Im Mikroprojekt „Upcycling Design - Nähwerkstatt für die Quartiere“ entwerfen und produzieren Jugendliche unter Anleitung nach eigenen Ideen Kleidungsstücke, Schmuck, Accessoires und Kunstobjekte aus bereits gebrauchten bzw. zum Wegwerfen bestimmten Materialien. Sie beleben das Quartier mit Präsentationen ihrer selbst geschaffenen Kreationen und durch Kunstaktionen/Happenings im Stadtteil. Darüber hinaus nehmen die Jugendlichen Auftragsarbeiten an, z.B. werden für Veranstaltungen weiterer Einrichtungen im Quartier Kostüme, Dekoration, Requisiten etc. angefertigt.

 

Projektdaten

  • geplante Anzahl der zu betreuenden Jugendlichen: 7
  • Durchschnittliche Teilnahmedauer je Jugendlichen: 132 Std
  • Stundenvolumen (inkl. Vor- und Nachbereitung) insgesamt 176 Std/Jahr
  • Stundenhonorar: € 20
  • Durchführungsort : Offenbach a.M., Jugendbildungswerk des Jugendamtes – Aktionen im Nordend, Mathildenviertel, Senefelder Quartier und in den Hochhausgebieten der Stadt Offenbach
  • das Mikroprojekt wird hier zunächst für 1 Jahr ausgeschrieben – ist jedoch erfolgsabhängig prinzipiell für zwei weitere Jahre gesichert

Wir erwarten

  • ein abgeschlossenes Design Studium mit Schwerpunkt Modedesign
  • eine Person mit sozialpädagogischer und zugleich handwerklicher/künstlerischer Befähigung
  • Erfahrung mit Upcycling Konzepten
  • nachweisliche Erfahrung in der handwerklichen/künstlerischen Projektarbeit mit Jugendlichen
  • Vorlage einer Konzeptionsskizze
  • eigenständige Arbeitsweise, Planung und Recherche und prozesshafte
  • Entwicklung mit Jugendlichen
  • Beziehungsaufbau zu den Teilnehmer/innen
  • Entwicklung von Ideen für Präsentationen und Kunstaktionen/Happenings mit Jugendlichen, Organisation von Veranstaltungen
  • Zusammenarbeit mit Kooperationspartnern und Vernetzung von Aktivitäten
  • Einhaltung aller projektbezogenen Durchführungsbestimmungen
  • flexible Einsatzbereitschaft sowohl vormittags als auch nachmittags
  • erweitertes Führungszeugnis nach Auftragserteilung

Offenbach am Main ist eine multikulturelle Stadt, von daher begrüßen wir Bewerbungen von Personen mit interkultureller Kompetenz. Wenn Sie gerne mit Jugendlichen arbeiten und wir Ihr Interesse geweckt haben, dann senden Sie ihre schriftliche Bewerbung und eine Grundkonzeption per Post und/oder Email bitte bis zum 11. Januar 2016 an:

 

Festplatte – Verein für schulergänzende Bildung e.V.
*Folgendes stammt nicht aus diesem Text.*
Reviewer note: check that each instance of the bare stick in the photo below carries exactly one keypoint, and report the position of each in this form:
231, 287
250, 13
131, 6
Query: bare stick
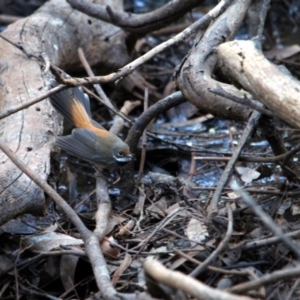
252, 123
266, 219
220, 247
93, 250
31, 102
290, 273
185, 283
129, 68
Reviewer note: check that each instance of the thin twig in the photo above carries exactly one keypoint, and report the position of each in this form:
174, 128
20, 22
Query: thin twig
290, 273
129, 68
144, 138
220, 247
266, 219
93, 249
33, 101
252, 123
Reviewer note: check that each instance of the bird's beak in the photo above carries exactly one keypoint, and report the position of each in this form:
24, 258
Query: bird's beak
124, 160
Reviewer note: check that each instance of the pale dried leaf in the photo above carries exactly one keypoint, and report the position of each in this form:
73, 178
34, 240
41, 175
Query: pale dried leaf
122, 268
68, 265
196, 231
247, 174
48, 241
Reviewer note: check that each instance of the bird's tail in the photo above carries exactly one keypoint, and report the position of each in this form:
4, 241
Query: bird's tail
74, 105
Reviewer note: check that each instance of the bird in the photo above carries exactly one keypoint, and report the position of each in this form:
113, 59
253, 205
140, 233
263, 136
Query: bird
89, 140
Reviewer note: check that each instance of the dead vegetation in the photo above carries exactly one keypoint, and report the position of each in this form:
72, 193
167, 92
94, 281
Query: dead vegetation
209, 209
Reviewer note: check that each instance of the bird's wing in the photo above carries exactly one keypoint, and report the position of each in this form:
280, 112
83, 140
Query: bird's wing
81, 143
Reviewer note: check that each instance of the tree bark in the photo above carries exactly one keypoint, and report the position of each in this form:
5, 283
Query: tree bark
57, 31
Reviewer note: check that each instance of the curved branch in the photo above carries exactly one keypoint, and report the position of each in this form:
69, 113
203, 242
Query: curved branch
138, 23
142, 122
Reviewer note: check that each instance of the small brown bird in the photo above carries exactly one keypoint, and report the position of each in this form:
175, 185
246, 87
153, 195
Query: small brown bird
89, 141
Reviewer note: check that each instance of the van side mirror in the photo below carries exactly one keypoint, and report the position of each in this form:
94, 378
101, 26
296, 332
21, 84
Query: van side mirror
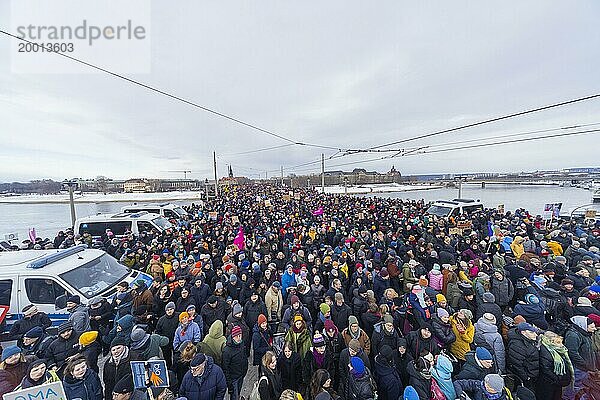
60, 302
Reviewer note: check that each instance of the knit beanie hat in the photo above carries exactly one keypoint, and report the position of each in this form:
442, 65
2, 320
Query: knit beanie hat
354, 345
483, 354
352, 320
88, 338
261, 319
183, 315
9, 352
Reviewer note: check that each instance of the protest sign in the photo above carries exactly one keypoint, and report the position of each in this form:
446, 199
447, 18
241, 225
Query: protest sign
48, 391
149, 374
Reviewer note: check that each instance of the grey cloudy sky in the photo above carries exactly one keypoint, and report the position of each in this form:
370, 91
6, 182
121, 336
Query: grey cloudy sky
339, 73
Frau Barbara Böcker, Rat-Beil-Str. 57, 60318 Frankfurt am Main

barbara.boecker@festplatte-verein.de

Telefonische Auskünfte: 069 13391253

 

Wir entscheiden nach schriftlicher Bewerbungslage, bitten Sie aber, sich für mögliche persönliche Nachfragen bereit zu halten.